En novembre dernier, le rappeur Giriboy (Hong Si Young) était sur scène dans la ville sud-coréenne de Busan, portant ses lunettes surdimensionnées, comme l'un des principaux tirages d'un festival de hip-hop télévisé. Wonder Live . Avant sa dernière chanson, il a sorti un morceau de papier et a commencé à lire. Il y a beaucoup de gens qui ont des préjugés contre moi ... dit-il.

Il a lu les griefs que les fans de musique lui avaient adressés, allant de la jalousie (Giriboy est super riche de la royauté ...) aux insultes (Giriboy ne peut pas faire de diss ou de rap freestyle) après quoi il a fait une pause, a laissé voler un flux de charabia de style beatbox et s'est terminé par une paix sarcastique. Je suis vraiment bon, non? dit-il timidement à une foule amusée. Je suis Giriboy et j’apprécie les préjugés que vous avez contre moi.
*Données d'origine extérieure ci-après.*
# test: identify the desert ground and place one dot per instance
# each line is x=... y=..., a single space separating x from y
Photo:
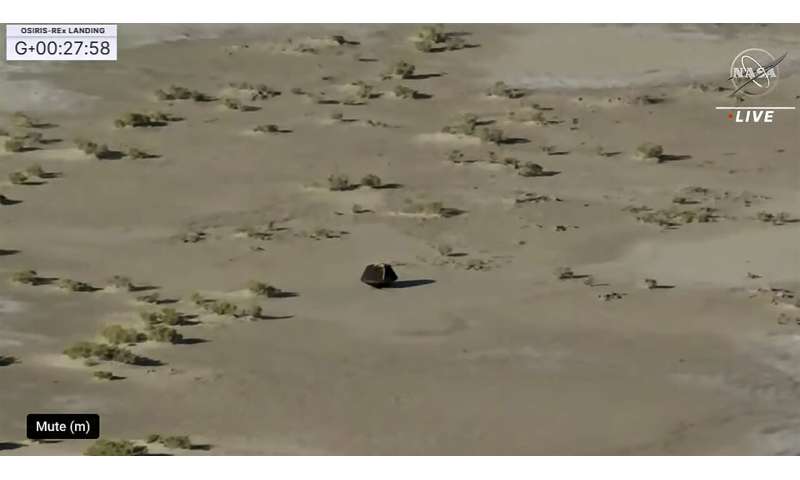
x=562 y=289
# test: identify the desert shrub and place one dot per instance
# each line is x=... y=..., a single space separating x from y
x=339 y=182
x=371 y=180
x=18 y=178
x=133 y=119
x=221 y=307
x=454 y=43
x=674 y=216
x=500 y=89
x=151 y=298
x=363 y=90
x=117 y=334
x=163 y=333
x=73 y=285
x=36 y=170
x=267 y=128
x=137 y=153
x=491 y=135
x=174 y=92
x=401 y=91
x=121 y=282
x=26 y=277
x=400 y=69
x=649 y=150
x=99 y=151
x=115 y=448
x=253 y=311
x=463 y=125
x=530 y=169
x=103 y=375
x=432 y=34
x=22 y=120
x=563 y=273
x=528 y=115
x=233 y=104
x=15 y=145
x=101 y=351
x=261 y=288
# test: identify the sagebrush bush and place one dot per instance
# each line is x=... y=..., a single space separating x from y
x=339 y=182
x=491 y=135
x=100 y=351
x=18 y=178
x=115 y=448
x=267 y=128
x=15 y=145
x=163 y=333
x=371 y=180
x=36 y=170
x=73 y=285
x=400 y=69
x=117 y=334
x=500 y=89
x=530 y=169
x=103 y=375
x=649 y=150
x=121 y=282
x=401 y=91
x=463 y=125
x=26 y=277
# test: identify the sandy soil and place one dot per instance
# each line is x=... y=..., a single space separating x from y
x=484 y=351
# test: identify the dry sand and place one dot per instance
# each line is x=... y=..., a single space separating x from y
x=485 y=351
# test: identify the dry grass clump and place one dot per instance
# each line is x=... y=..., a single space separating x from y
x=528 y=115
x=103 y=375
x=649 y=151
x=18 y=178
x=340 y=183
x=256 y=91
x=564 y=273
x=400 y=69
x=500 y=89
x=135 y=119
x=371 y=180
x=779 y=218
x=267 y=128
x=463 y=125
x=171 y=441
x=491 y=135
x=163 y=333
x=99 y=151
x=167 y=316
x=406 y=93
x=73 y=285
x=431 y=208
x=115 y=448
x=26 y=277
x=674 y=216
x=176 y=92
x=531 y=169
x=100 y=351
x=117 y=334
x=264 y=289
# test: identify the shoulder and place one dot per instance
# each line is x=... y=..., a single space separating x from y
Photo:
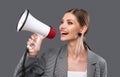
x=99 y=59
x=48 y=52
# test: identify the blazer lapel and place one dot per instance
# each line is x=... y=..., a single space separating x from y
x=91 y=64
x=61 y=63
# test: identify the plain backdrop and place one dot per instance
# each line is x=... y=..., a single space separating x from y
x=103 y=35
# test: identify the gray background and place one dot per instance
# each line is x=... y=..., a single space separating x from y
x=103 y=34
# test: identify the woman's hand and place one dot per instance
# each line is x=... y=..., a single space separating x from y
x=34 y=44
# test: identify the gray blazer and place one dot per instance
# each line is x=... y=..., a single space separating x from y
x=54 y=64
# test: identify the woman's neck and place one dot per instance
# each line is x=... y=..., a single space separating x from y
x=71 y=47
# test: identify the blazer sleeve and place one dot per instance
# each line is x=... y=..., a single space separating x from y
x=34 y=67
x=103 y=67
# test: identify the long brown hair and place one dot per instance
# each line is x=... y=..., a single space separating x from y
x=83 y=19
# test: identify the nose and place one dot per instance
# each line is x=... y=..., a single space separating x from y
x=62 y=26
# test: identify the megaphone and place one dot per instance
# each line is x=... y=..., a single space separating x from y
x=29 y=23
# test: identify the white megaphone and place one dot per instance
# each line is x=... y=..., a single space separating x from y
x=29 y=23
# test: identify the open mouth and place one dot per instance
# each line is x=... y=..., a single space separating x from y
x=64 y=33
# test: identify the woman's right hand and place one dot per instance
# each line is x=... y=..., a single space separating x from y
x=34 y=44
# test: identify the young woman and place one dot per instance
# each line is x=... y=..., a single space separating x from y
x=74 y=59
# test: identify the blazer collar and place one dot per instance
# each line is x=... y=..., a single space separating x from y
x=61 y=63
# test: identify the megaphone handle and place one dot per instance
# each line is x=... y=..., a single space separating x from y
x=31 y=47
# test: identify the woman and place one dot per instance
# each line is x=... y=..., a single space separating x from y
x=75 y=59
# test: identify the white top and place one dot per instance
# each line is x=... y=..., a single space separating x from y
x=77 y=74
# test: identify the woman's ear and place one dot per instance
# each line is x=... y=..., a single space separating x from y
x=84 y=29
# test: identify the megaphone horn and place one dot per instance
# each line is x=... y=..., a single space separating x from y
x=29 y=23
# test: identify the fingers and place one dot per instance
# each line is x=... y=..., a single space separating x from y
x=31 y=41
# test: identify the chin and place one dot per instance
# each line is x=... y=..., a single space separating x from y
x=63 y=39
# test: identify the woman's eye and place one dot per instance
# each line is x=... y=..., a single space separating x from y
x=61 y=22
x=70 y=23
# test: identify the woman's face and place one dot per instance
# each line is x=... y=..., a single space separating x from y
x=69 y=27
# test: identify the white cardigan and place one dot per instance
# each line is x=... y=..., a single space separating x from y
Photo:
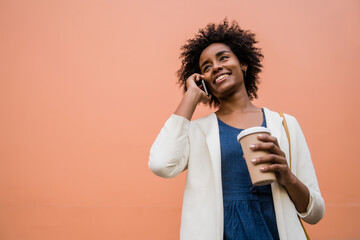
x=195 y=146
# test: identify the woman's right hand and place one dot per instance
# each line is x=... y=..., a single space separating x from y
x=191 y=85
x=193 y=95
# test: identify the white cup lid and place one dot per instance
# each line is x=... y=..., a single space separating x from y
x=252 y=130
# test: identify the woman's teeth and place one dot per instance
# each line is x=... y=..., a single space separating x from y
x=221 y=77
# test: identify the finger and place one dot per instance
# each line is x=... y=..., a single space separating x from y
x=280 y=168
x=267 y=146
x=268 y=138
x=269 y=158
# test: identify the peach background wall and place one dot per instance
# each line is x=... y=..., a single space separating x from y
x=85 y=87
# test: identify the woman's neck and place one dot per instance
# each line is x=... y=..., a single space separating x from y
x=240 y=104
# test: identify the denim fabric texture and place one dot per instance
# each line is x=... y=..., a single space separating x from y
x=248 y=210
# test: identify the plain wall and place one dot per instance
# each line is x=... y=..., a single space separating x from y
x=85 y=87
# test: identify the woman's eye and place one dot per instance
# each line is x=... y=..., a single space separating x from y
x=222 y=58
x=206 y=68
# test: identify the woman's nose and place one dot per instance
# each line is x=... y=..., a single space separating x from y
x=217 y=67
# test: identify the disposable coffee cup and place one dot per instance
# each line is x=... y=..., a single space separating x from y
x=249 y=137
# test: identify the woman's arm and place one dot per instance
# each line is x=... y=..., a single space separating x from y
x=170 y=152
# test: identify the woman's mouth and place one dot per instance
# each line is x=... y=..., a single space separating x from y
x=221 y=78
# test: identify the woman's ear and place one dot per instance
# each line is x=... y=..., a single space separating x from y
x=243 y=67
J'espère que vous en ferez plus à l'avenir. Il froissa le papier et le jeta par-dessus son épaule.



En fin de compte, à l’époque aussi bien qu’aujourd’hui, beaucoup de têtes de hip-hop ne comprennent tout simplement pas Giriboy, le rappeur qui a fui l’étiquette de «hip hop». Né à Séoul, âgé de 25 ans, membre des équipes Do’main et Buckwilds (deux groupes de rappeurs et de producteurs peu structurés) est assis dans les coulisses de son tout premier spectacle à Londres et se souvient de l'incident avec un sourire. Je l'ai fait parce que je pensais que c'était drôle. C'était une blague, il hausse les épaules. Mais, en fait, cela résume parfaitement sa position. Étant donné que le hip hop est la scène qui a donné naissance à sa carrière, il insiste sur le fait que je ne me sens pas comme un artiste hip hop. C’est juste de la musique.